So, yes, “Sucker Punch” is a strange movie, a framework story that would make Chaucer roll in his grave, so lacking in segues that almost nothing makes sense right away – but it’s also a good movie, a commentary on mind over matter, and a story about self-sacrifice, redemption and the ultimate eradication of great evil.
A wisp of a protagonist known only as “Baby Doll” (played by Emily Browning), whose wildly tragic backstory is told in the opening credits, is installed in a mental institution by her abusive stepfather, who bribes the staff to lobotomize her within the week, so she will never be able to incriminate him.
The Lennox Institute seems to embody all the horrible things Hollywood suggests time and again that asylums are: havens to the perverse and predatory, unforgiving haunted houses of manipulation and abuse.

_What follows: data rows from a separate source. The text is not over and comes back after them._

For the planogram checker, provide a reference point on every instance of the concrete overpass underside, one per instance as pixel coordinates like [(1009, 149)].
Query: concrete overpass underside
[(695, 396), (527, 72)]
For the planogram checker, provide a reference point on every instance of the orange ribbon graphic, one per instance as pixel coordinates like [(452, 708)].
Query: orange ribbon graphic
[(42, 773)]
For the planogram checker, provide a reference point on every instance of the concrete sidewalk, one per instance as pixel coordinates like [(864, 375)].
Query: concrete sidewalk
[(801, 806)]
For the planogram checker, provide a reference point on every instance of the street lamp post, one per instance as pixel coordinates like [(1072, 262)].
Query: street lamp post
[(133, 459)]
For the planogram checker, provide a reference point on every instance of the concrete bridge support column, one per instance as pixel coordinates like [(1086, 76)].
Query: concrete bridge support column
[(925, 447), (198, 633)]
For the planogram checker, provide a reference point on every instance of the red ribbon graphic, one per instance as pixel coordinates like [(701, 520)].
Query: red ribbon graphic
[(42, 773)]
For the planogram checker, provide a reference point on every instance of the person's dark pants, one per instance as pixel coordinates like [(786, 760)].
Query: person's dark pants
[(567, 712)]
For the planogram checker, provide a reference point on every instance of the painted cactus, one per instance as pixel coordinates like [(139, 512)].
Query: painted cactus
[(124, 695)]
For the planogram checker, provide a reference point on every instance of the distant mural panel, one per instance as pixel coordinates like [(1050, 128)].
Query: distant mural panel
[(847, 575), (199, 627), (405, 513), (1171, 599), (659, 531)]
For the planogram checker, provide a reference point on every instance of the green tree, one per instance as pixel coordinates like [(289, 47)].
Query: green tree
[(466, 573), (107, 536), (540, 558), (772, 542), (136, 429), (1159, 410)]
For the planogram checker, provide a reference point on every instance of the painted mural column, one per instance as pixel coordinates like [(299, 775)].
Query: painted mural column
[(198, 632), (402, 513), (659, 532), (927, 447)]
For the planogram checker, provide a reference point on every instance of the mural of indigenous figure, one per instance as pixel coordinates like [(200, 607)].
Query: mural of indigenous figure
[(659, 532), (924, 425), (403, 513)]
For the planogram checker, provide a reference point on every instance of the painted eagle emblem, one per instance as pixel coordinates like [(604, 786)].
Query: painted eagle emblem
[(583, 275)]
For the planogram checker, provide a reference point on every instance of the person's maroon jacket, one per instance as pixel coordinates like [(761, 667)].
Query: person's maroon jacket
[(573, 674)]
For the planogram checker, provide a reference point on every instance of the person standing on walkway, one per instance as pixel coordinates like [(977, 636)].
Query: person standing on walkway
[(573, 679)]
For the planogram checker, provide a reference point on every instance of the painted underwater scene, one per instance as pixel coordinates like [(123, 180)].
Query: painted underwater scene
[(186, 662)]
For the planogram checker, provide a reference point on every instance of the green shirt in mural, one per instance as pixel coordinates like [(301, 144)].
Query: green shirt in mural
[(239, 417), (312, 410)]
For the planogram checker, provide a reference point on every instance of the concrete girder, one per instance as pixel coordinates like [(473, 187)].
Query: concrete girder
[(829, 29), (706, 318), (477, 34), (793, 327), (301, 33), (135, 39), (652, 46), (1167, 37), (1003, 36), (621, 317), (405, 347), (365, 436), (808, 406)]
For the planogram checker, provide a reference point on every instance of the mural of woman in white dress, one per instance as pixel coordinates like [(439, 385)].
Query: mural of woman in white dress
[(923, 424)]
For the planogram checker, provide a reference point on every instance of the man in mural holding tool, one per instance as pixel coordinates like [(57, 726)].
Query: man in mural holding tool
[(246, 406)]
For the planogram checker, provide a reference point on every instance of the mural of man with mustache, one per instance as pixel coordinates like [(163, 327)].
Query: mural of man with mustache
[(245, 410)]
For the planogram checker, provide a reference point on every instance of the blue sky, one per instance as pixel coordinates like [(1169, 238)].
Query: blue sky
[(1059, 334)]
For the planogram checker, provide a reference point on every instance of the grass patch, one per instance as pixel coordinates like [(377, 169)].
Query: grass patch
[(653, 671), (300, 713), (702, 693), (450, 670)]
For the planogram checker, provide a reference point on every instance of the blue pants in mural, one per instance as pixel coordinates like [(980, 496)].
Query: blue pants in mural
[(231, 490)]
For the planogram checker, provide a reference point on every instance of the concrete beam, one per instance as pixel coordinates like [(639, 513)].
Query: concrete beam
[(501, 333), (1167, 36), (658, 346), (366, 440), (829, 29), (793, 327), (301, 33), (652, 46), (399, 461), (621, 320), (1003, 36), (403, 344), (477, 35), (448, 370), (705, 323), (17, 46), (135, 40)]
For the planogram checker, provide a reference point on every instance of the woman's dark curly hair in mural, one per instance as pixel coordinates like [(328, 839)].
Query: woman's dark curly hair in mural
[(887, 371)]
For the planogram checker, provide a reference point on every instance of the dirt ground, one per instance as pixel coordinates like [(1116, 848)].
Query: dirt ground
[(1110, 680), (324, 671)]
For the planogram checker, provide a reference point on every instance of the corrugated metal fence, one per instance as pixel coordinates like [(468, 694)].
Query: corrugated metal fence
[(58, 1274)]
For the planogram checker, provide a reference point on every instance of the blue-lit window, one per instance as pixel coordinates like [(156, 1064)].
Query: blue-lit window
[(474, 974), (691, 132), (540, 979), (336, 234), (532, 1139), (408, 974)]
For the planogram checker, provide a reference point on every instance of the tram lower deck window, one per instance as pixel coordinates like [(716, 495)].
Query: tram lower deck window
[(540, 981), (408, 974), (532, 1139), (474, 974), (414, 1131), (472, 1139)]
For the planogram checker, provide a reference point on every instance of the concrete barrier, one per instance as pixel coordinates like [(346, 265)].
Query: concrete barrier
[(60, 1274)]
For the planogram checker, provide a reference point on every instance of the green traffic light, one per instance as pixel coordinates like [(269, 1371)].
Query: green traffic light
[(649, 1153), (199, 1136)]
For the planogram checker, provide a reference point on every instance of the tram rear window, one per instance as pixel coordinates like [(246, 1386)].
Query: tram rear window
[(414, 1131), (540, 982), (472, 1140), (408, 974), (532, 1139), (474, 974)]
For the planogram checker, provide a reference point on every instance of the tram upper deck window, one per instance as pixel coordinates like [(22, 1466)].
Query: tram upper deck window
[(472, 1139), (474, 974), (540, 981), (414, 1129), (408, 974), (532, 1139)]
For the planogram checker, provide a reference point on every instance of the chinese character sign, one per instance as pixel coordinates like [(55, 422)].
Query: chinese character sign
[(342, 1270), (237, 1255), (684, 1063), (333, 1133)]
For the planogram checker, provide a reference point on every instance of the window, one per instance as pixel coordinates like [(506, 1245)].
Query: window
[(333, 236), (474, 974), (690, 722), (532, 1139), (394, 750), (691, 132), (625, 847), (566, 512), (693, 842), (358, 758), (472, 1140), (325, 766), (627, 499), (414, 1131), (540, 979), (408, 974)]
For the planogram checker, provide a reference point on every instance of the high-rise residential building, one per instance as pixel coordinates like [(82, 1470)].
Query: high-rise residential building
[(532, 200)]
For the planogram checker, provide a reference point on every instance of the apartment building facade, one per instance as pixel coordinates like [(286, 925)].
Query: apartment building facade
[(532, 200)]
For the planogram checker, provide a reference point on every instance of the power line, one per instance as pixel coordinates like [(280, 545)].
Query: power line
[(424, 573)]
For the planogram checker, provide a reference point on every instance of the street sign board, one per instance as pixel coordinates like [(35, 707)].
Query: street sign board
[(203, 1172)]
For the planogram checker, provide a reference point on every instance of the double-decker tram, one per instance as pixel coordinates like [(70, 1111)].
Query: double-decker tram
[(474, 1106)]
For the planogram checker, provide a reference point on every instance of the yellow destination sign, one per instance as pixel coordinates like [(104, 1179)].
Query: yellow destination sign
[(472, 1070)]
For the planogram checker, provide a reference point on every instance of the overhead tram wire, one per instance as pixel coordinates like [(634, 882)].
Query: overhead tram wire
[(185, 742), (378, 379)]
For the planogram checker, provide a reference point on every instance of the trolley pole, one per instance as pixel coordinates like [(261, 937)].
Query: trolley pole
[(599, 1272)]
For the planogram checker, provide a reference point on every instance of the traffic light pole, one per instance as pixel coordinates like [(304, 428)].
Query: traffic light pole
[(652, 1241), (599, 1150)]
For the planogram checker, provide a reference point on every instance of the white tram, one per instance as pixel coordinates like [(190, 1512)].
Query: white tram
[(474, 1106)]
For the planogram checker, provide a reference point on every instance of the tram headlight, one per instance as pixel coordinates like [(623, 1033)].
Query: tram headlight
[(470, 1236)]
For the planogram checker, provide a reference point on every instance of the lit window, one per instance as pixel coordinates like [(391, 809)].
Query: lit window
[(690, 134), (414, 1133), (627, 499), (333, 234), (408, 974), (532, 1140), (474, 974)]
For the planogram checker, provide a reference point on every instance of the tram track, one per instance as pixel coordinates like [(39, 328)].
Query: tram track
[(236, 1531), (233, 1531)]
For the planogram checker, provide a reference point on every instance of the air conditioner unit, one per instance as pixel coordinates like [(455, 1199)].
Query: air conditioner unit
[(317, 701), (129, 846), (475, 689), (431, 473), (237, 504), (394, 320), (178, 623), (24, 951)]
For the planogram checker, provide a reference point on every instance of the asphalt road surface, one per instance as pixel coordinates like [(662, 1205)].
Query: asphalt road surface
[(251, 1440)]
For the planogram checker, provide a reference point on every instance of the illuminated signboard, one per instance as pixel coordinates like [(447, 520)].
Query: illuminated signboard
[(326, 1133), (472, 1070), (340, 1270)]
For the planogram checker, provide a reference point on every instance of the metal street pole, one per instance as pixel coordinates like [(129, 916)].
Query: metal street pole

In order to cope with her time there, Baby Doll delves into a fantasy that might grant her the key to her escape.
Now, you might think that a psychologically shattered young girl, given the opportunity to create her own empowering (albeit imaginary) habitat, would project a setting of safety and peace. Not Baby Doll. Her coping mechanism is to imagine the institution as a brothel, overseen by an orderly-turned-pimp, a kindly psychologist-turned-cowed madam and a lecherous cook.
Baby Doll teams up with a cohort of impractically-clad young women (I’ve never seen 20-year-olds look quite so prepubescent) to plan her flight from Lennox. She uses her newfound, trance-inducing dancing abilities, represented throughout the movie as aesthetically hypnotic fight sequences, to distract her captors while her comrades obtain the tools they need to escape before Baby Doll’s frontal lobe gets scrambled by the doc.
While Snyder’s use of fantasy battles as symbolic of Baby Doll’s struggles to overcome her own demons is almost painfully unsubtle (the film goes so far at one point as to use a dragon’s disemboweled anatomy to represent the seedy underbelly of the politics of power), the movie is not lessened for such interpretive simplicity. Rather, it gives the viewer a break and allows them to be overcome by the immersive visual effects; the alternating slow- and fast-motion blend with a veritable buffet of explosions and kill counts to create a world you can get lost in until the credits are through scrolling.
Following in the tradition of films like “Memento,” “Donnie Darko,” and “Inception,” “Sucker Punch” is not easy to follow. It is, however, delightfully familiar in many respects. If “Sucker Punch” had cinematic parents, they would be “Kill Bill” and “Charlie’s Angels.” Baby Doll’s guide – or perhaps her guardian angel – is played by Scott Glenn, who, whether Snyder meant him to be or not, is almost a clone of David Carradine’s Bill, irreverent quipping and affinity for samurai swords intact.
“Sucker Punch” is a polarizing film that audiences will either adore or resent. If you can suspend your expectations of what a sci-fi genre movie should be and appreciate the 110-minute runtime for what it is – a trippy, visually stunning video game-movie hybrid with a moderately well-told underlying story – then you’ll enjoy it. If you demand a little more from your movies than gentle self-awareness and unexploitative tales about good over evil, then you should probably just watch “Citizen Kane” again.